Они вывели меня в сушилку. Мы говорили до трех. Очень тихо говорили.
Один из рязанцев стоял на атасе.
Я должен был сесть на губу. Меня посадили бы суток на семь, максимум. Хотя это был уже второй раз.
Я должен был найти тайник, определить точное время смены караула и тех, из караульной роты, кто мог бы передавать посылки. Это называлось 'пинать колобки'.
Теперь я должен был заслужить семь суток.
Это было легко. Достаточно не отдать честь какому-нибудь мудаку с маникюром.
Но у меня, как говорил дед, все через задницу.
Через день был большой развод. Командир полка, сука в валенках, сука в шубе до пят, прохаживался.
Он не мерз.
Он нас учил громким голосом любить родину.
- - - Стране нужны герои! - - - А она рожает мудаков! - - - Это было только введение. Прошел час. Немного начало оттаивать.
Наши пальцы в сапогах свернулись в фиги.
Изо рта командира полка шел пар. Он пах кофе, колбасой.
От этой горы в шубе пахло домом, семьей. Утрами с кофе, с хлебом, с колбасой. Теплой женой в комбинации. Водкой с пельменями по субботам.

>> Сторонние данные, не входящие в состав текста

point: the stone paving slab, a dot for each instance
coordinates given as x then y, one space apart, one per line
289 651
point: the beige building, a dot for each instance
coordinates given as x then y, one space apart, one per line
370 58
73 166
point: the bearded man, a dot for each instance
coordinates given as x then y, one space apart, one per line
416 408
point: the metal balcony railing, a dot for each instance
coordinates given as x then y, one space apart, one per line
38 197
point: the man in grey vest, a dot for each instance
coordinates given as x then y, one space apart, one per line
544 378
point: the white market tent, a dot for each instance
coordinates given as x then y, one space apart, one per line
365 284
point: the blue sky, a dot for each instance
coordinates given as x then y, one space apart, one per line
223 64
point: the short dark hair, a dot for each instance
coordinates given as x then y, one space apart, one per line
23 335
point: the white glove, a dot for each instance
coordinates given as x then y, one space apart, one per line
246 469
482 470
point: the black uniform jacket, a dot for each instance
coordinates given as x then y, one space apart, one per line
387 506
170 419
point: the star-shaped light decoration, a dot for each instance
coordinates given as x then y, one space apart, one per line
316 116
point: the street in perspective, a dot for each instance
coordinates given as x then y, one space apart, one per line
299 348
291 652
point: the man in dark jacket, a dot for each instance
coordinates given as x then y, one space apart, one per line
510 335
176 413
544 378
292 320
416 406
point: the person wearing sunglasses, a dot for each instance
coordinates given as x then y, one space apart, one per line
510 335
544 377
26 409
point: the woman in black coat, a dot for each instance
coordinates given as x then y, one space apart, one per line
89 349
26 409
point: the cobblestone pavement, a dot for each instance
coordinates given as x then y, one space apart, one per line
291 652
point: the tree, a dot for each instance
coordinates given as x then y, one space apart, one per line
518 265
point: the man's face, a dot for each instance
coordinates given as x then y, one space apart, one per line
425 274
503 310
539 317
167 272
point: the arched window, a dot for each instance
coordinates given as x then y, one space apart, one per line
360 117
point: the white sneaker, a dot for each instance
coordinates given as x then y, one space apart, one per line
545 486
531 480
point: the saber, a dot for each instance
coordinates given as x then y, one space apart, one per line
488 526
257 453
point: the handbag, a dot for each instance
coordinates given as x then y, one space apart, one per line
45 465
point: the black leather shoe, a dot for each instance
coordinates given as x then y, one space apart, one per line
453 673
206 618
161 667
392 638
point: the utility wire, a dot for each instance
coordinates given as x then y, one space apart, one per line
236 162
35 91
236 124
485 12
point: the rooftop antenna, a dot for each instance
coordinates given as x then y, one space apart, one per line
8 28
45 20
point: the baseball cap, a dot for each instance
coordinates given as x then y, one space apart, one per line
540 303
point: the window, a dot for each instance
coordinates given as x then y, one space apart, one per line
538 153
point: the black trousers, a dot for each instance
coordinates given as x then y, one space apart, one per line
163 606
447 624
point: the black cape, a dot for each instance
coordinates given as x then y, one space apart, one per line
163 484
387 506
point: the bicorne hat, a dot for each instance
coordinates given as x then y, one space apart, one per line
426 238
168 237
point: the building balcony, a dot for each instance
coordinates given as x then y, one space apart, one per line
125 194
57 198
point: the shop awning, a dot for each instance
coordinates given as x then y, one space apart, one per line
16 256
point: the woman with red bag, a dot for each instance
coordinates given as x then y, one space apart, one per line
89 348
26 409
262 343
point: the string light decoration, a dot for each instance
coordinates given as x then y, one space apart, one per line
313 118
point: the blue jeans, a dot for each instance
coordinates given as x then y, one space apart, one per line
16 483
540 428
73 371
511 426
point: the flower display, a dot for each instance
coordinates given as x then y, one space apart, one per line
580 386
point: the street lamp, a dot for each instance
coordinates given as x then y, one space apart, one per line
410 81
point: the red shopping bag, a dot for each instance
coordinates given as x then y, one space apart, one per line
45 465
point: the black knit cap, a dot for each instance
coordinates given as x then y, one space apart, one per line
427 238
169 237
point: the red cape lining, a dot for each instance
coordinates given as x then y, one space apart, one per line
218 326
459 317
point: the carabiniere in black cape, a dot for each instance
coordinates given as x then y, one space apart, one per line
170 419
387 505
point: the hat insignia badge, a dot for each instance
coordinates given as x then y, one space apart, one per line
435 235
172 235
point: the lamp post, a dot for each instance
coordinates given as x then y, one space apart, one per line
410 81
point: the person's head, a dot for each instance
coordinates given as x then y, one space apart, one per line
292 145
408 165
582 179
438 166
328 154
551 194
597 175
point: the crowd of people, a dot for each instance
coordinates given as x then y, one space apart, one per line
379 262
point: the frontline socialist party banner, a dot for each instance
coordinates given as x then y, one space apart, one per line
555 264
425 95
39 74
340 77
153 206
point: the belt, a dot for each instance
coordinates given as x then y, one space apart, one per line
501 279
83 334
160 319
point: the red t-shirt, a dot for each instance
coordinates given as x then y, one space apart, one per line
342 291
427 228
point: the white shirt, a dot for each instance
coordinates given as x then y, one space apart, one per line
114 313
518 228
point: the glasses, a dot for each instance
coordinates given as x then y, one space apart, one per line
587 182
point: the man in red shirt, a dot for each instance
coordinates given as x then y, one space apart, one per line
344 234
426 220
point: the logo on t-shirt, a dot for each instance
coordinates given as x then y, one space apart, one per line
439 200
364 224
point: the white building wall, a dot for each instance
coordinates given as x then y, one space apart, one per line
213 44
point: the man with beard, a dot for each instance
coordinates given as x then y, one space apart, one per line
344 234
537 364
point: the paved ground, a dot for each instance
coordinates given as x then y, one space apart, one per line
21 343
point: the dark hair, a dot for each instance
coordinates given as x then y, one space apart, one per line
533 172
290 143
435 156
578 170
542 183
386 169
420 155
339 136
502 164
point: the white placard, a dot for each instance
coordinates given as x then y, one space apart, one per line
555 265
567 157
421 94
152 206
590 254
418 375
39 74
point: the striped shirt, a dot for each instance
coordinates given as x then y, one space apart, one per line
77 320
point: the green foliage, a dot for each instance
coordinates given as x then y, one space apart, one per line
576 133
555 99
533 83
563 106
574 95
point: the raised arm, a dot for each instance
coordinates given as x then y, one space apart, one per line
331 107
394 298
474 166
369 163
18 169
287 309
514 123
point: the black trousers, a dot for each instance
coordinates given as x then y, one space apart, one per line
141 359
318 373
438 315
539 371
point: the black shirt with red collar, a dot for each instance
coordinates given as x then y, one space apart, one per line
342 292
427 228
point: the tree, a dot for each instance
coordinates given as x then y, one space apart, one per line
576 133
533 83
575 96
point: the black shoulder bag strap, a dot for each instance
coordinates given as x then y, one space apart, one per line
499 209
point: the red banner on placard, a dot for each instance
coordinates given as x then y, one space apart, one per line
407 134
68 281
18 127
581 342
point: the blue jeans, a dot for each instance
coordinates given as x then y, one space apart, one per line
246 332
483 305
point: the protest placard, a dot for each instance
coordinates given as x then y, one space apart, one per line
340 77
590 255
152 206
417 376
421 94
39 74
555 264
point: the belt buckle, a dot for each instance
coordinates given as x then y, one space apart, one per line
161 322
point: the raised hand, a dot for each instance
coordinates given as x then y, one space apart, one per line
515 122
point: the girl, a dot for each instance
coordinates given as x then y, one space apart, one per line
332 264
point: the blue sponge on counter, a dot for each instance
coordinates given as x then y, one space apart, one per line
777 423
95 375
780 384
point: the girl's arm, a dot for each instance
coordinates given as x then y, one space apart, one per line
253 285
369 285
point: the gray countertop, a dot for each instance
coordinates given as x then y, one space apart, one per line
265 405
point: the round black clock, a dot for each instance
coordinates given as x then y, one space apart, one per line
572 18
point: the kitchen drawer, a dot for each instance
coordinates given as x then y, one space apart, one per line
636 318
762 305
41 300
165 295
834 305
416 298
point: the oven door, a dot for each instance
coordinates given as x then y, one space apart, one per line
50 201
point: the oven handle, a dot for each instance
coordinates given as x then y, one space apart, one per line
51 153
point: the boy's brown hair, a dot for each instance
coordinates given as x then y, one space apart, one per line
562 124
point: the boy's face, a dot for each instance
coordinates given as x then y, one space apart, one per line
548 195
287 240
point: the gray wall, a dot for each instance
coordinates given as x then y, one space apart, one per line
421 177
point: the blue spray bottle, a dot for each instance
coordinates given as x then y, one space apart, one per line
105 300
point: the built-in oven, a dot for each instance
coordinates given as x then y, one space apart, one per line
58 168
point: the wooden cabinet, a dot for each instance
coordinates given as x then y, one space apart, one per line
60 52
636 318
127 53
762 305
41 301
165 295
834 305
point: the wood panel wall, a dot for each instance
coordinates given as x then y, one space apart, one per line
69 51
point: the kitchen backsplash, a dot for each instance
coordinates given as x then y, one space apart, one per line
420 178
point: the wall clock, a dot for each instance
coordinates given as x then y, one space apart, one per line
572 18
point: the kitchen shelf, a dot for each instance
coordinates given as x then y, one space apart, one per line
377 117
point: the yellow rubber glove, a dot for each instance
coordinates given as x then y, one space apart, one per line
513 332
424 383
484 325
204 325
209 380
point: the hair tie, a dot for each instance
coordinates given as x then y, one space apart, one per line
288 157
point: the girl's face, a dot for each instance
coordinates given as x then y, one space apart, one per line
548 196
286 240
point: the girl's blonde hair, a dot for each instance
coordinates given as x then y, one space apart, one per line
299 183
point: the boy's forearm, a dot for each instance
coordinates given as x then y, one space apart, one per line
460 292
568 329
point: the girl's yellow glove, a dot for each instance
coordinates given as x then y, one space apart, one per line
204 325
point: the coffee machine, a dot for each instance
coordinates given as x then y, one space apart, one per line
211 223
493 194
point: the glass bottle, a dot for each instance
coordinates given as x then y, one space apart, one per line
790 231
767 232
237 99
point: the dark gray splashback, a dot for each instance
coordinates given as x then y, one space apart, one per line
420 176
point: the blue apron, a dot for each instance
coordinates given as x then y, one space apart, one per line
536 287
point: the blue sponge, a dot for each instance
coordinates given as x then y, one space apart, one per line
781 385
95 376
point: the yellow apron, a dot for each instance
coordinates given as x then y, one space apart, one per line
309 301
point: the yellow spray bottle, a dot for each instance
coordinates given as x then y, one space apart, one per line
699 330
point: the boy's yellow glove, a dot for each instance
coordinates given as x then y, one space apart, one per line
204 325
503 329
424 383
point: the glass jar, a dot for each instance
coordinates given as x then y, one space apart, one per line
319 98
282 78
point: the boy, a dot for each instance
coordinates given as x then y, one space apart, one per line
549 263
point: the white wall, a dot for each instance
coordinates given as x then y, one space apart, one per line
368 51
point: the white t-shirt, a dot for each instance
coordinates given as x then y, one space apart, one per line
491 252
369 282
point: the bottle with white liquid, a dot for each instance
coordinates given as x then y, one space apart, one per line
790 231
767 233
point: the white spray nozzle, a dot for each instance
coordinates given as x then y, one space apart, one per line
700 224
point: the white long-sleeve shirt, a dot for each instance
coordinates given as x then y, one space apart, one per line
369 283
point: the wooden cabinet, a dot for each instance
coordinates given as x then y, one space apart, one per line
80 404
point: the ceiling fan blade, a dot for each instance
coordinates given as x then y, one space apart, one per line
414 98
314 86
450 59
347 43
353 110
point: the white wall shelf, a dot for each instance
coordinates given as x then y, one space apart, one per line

Я вообразил его в тапочках! Он сидел перед телевизором и дремал.
От нас воняло табаком, потом, дерьмом в кальсонах, которое уже не отстирывалось, спермой, разбавленным какао, чаем с бромом, нашими письмами на серой бумаге в клетку.
От нас шел аромат портянок, на которых отпечатывались наши мокрые ноги.
От нас несло дымом случайных костров на стройках, горелой ватой воняло от наших бушлатов, чаем крепким, сваренным на костре, в недостроенном доме...
Нашими тайниками в теплотрассах, где мы могли отлежаться.
Нашими руками, черными, в мазуте, отмороженными руками, красными, как гусиные лапы...
Вот какая была парфюмерия.
Я смотрел, как эти сто с лишним кило дерьма ходят, поскрипывая портупеей.
- - - Как одену портупею - - - Так тупею - - - и тупею, - - - раздался шепот во второй шеренге.
Я почувствовал, что сейчас самое время.
Ха-ха!
И я уже оказался шагнувшим из строя.
- - - Товарищ полковник, - - - услышал я свой голос, - - - разрешите обратиться - - -
Он моргал, будто я ему предлагал насрать мне в руки.
Я предложил ему кое-что покруче.
Я пригласил его на танец! Вполне серьезно!
- - - Разрешите - - - разрешите пригласить вас на танец - - - Товарищ полковник! - - -
Он мне дал трое суток. Я заикнулся. Он прибавил еще трое. Было уже шесть. Достаточно.
Я слышал, как ржут в шеренге. Армянин и один из рязанцев спокойно мне кивнули.